Per quattro giorni dal 9 al 12 aprile, la Ocean Viking, ferma al porto di Siracusa, è aperta al pubblico: all’iniziativa lanciata da SOS MEDITERRANEE hanno risposto in centinaia tra cittadini e cittadine, associazioni, scuole, esponenti del mondo politico. Presenti nella giornata di venerdì anche l’onorevole Laura Boldrini, che è anche Presidente del Comitato permanente della Camera sui diritti umani nel mondo e l’onorevole Arturo Scotto del PD.

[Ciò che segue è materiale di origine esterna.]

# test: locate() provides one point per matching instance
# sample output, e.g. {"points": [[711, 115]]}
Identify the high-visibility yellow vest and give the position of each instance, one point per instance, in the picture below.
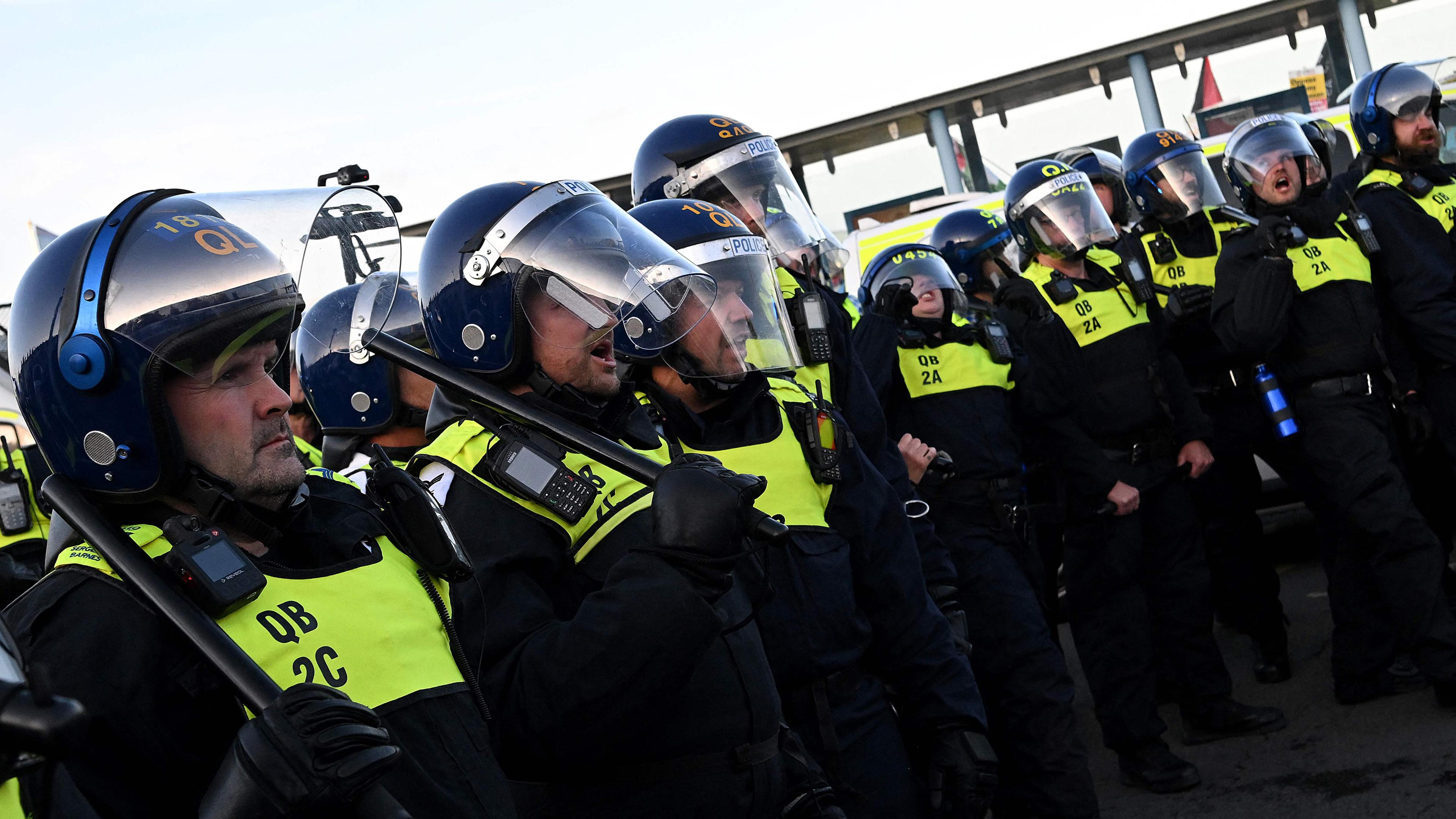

Ai rappresentati politici, l’organizzazione ha illustrato il crescente restringimento dello spazio umanitario nel Mediterraneo: tra fermi amministrativi e assegnazione di porti lontani il lavoro delle ong viene infatti continuamente ostacolato. A tali politiche governative si aggiunge l’escalation di violenze da parte della Guardia costiera libica e i confronti delle navi delle organizzazioni umanitarie.

La visita è stata organizzata come un vero e proprio viaggio attraverso i luoghi e le attività di ricerca e soccorso in mare: dal ponte e la zona con visibilità a 360 gradi, dove avvengono gli avvistamenti delle barche in difficoltà, agli equipaggiamenti per il salvataggio, passando poi alle zone di riparo per i sopravvissuti e le sopravvissute, con la clinica dove avvengono le consultazioni mediche e la sala per i parti. Oltre a conoscere le attività dell’associazione, la visita si è concentrata su tante storie di uomini, donne e bambini che sono stati salvati in dieci anni di soccorso in mare.